A favorite for these moments is above Manzanita, at the Neahkahnie overlooks, where by day the ocean vistas are constantly startling. At night, however, it's a lot easier to spot galactic phenomena, and shooting stars are practically commonplace at times.
In early May of 2011, this shot was taken from the north coast landmark, showing the usual (yet always stunning) movement of the stars that happens when you use long exposures to capture low light scenes like this.
Puzzling, however, is the orange-tinted, slightly brighter star near the top. Jim Todd, planetarium manager at OMSI in Portland, answered the questions about this.
“The bright orange object is actually the star Arcturus of Bootes, now visible above the southern horizon,” Todd said back in May.
Just up the road, at Cannon Beach, one summer night at Ecola State Park yielded this arresting vista of the universe. The Milky Way is fairly clearly visible hovering over the tiny north Oregon coast town.
Also in the Cannon Beach area, another summer night produced this surreal image at the southern end of town, just south of the Tolovana area.
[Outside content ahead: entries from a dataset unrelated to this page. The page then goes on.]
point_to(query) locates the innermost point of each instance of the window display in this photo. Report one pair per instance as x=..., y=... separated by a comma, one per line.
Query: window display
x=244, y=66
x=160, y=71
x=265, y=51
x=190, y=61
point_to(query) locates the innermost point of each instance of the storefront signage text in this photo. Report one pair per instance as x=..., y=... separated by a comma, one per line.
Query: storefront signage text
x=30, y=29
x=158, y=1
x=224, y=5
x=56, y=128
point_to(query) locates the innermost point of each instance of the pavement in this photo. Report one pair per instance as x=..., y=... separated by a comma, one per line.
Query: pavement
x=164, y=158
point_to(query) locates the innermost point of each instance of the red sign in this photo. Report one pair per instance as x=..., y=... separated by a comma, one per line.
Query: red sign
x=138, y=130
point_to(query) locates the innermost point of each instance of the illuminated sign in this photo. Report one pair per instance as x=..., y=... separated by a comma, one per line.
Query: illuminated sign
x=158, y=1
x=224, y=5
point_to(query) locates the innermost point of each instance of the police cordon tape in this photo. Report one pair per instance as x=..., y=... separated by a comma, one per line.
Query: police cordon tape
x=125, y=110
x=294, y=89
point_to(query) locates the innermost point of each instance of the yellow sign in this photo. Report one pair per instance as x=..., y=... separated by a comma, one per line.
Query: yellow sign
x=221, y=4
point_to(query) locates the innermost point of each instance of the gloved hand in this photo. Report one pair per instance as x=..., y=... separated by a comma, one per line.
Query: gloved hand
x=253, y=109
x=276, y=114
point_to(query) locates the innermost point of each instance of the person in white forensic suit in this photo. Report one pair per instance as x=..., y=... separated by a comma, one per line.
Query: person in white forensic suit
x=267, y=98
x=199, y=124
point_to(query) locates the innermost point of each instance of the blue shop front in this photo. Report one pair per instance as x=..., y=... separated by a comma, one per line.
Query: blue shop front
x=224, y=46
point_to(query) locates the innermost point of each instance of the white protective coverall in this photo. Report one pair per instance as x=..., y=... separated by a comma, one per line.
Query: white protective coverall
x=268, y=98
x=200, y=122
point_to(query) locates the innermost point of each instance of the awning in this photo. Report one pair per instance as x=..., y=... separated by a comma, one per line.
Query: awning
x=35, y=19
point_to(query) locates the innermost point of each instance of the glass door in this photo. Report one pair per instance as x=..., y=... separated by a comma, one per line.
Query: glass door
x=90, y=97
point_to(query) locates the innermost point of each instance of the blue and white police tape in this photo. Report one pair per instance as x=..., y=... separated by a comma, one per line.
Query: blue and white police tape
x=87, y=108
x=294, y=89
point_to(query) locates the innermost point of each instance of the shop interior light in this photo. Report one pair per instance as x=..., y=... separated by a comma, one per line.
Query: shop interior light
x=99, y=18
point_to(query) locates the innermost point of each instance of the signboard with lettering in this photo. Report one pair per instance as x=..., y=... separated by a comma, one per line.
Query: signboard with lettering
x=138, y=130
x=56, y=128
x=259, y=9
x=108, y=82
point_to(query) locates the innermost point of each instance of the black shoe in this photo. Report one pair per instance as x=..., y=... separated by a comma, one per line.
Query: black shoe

If you take enough night photos of the coast, you start to notice minute sources of light can paint the clouds from below with surprising influence, like this distant fishing boat.
A break in these clouds allows the star streaks to come through in an awe-inspiring twist to this photographic expedition.
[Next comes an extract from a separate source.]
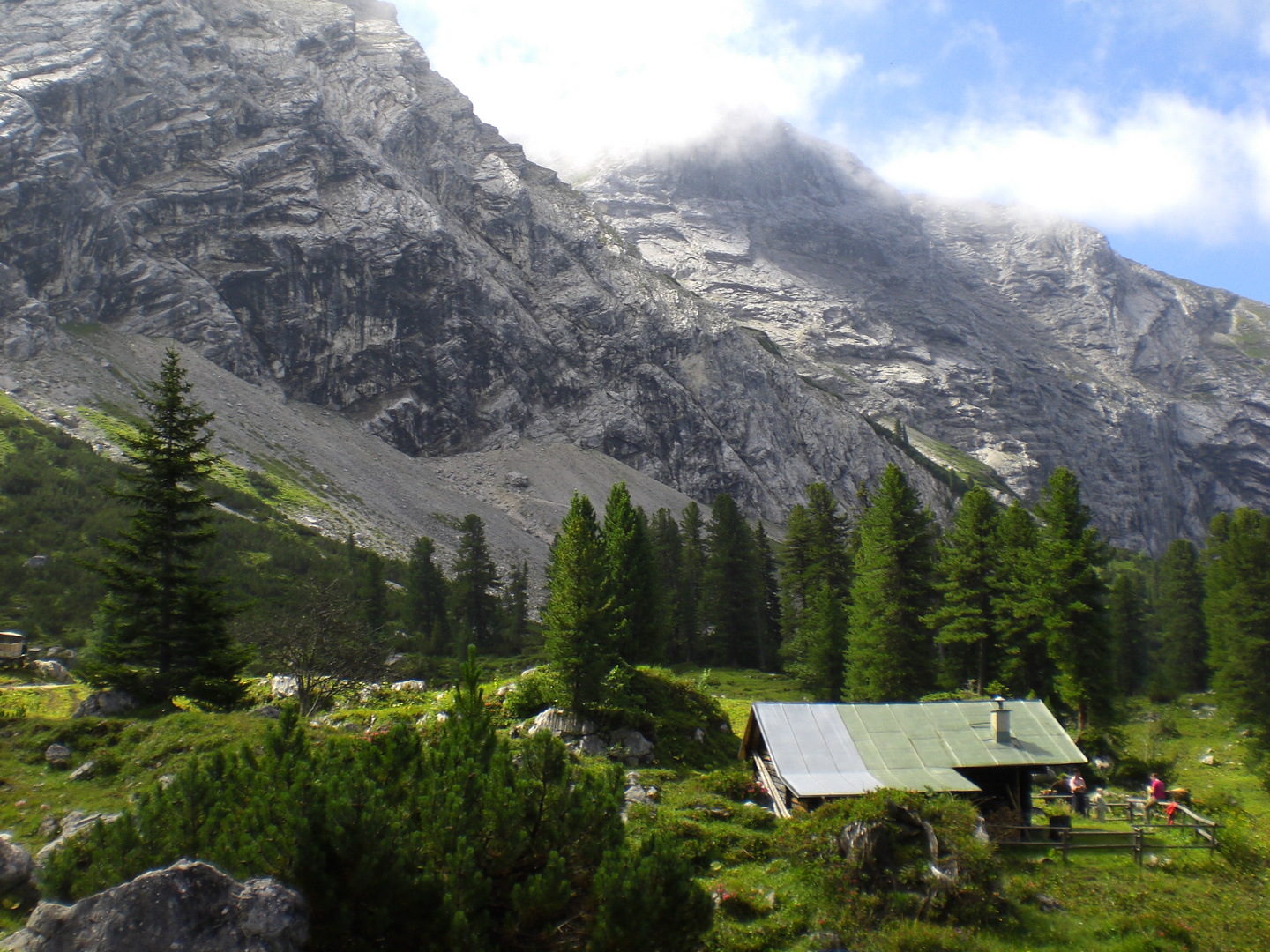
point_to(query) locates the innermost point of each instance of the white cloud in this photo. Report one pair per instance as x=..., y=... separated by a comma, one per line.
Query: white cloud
x=574, y=78
x=1171, y=165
Other things you learn at night on the beaches are the ways certain light sources change what you see, along with various gasses. It turns out, according to OMSI's Todd, the camera can see a variety of colors and gasses the human eye can not see. Like above, at Newport, where fog has infiltrated the Yaquina Bay, and various kinds of lights bounce and bend in the air, changing colors. Various gasses in the air also can alter the shadings.
This is a bit more visible when looking at star photos in the sky: you'll notice some stars are different colors than others. These are atmospheric gasses being picked up by the camera and changing the shades in ways your eye can't see.
Sometimes weather phenomena can make for some really unexpected effects. Here, at Wheeler, on the Nehalem Bay, meteorology combines with astronomy to create something really new. From a distance, you can see a low-lying fog hovering over Wheeler, which makes for its own visual stunners, causing light to bounce around in there in captivating ways. But from here you can also see the night sky above it all – a sea of stars above this town near the ocean.
At Astoria, clouds and the creations of Man make for enthralling effects as well, even the kind that fool you just a tad. There's an odd green haze in the air in the middle of the photo – which starts to look like the Aurora Borealis, the northern lights. But alas, it is not. This again is an example how the lights of even a mere ship can alter the landscape. It is a massive ship, to be sure, but its greenish lights are what is painting the haze and clouds in the skies above it, making it look like the famed electromagnetic display.
Since the subject here is more or less astronomy, there's a hefty helping an extraterrestrial experience to be had while bouncing around the beaches at night. If you want the feel of visiting another planet, check out the beach after dark. Like here, at Newport's Nye Beach, a variety of light sources and the misty look of the blurred ocean (from the long exposure) makes this Oregon coast landmark look much more like another planet than our own Earth. It's surreal, startling and gorgeous at the same time.
Other awesome spots for interstellar viewing on the coast are Cape Foulweather or Rodea Point near Depoe Bay, much of the Yachats area, or any dark beach and / or vantage point with little light interference.